As for behavioral interaction, previous studies have explored the relationship between diet and PA at the physiological level. Hazell et al.[45] reported that the release of cytokines, change in insulin concentration, and production of lactic acid due to exercise-induced muscle metabolism may mediate the changes in anorexia signal peptide tyrosine-tyrosine and glucagon-like peptide-1, while the change in appetite hormone will further inhibit ghrelin levels, resulting in the prolongation of eating latency and decrease in energy intake. A meta-analysis showed that gastric emptying was accelerated during low-intensity exercise, resulting in increased subsequent energy intake; when the exercise intensity exceeded 70% VO2 max, the rate of gastric emptying was delayed, which may be related to loss of appetite after exercise[46]. As for the effect of diet on PA, Castro et al’s[47] randomized controlled trial showed that obese patients who received a very low-calorie ketogenic diet had an increased amount of PA during the intervention. Diet composition also had an impact on subsequent PA time. Bray et al’s[48] study showed that when the extra energy intake was in the form of fats, the individual 24-hour energy expenditure (24EE) did not increase, whereas excessive dietary protein intake strongly stimulated 24EE and increased energy expenditure during sleep. Recently many studies have explained the mechanism of the effects of and mediating factors for PA on diet from the perspective of physiology, but the mechanism of the effects of diet on PA remains unclear. Our study explored the behavioral interaction at the psychological level, suggesting that CB mediated the effect of diet on PA, which may help explain the balance between energy intake and subsequent energy expenditure. Moreover, patients who underwent bariatric surgery had decreased gastric compliance, sensitive changes in intragastric pressure, and accelerated gastric emptying during the postoperative period[41]; thus, the interaction between diet and PA discussed in the aforementioned study may have been affected by surgery. Thus, explanation from the psychological perspective in this study will also enable the understanding.

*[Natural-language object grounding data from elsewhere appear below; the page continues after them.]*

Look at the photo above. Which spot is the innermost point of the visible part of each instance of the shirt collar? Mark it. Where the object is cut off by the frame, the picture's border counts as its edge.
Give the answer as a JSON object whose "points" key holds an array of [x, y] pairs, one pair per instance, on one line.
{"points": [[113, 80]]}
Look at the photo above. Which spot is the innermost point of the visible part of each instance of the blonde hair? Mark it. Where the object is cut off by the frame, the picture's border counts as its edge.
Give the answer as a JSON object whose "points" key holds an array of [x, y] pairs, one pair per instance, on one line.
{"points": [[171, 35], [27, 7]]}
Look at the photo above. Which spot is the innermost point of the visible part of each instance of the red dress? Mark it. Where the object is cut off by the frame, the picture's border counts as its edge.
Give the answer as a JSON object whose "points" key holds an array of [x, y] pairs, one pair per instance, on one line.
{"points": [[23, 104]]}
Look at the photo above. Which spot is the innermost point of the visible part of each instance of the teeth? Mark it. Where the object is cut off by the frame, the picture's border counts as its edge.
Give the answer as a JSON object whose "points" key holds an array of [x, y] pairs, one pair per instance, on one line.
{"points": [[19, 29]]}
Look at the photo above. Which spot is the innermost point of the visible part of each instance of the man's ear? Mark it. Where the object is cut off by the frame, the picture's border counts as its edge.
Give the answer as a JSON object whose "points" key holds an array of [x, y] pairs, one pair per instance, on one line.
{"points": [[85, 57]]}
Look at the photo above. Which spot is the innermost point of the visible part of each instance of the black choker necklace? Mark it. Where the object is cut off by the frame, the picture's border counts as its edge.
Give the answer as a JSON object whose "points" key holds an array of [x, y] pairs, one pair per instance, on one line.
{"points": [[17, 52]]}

This study has several limitations. Primarily, this was a cross-sectional study, and establishment of the sequence of cognitive factors, behaviors, and outcomes was mainly derived using CCAM. Additionally, the causal hypotheses in intermediary analysis were also based on inference; future longitudinal research should demonstrate specific causal relationships in a detailed manner. Second, for the behavioral factors in patients undergoing bariatric surgery, we measured only overall dietary compliance and different PA durations after the surgery, but we did not further distinguish dietary composition and types of PA. Third, CB and TC were the core variables of CCAM, and this study and previous research mainly focused on their influence on behaviors. However, the measurement of CB and TC was based on the patient’s personal attitude toward behaviors. Hence, it is necessary to further explore the influence of behaviors on CB and TC in future studies, to gain a better understanding of the behavioral pattern during the postoperative period, thereby implementing behavioral interventions in a better manner.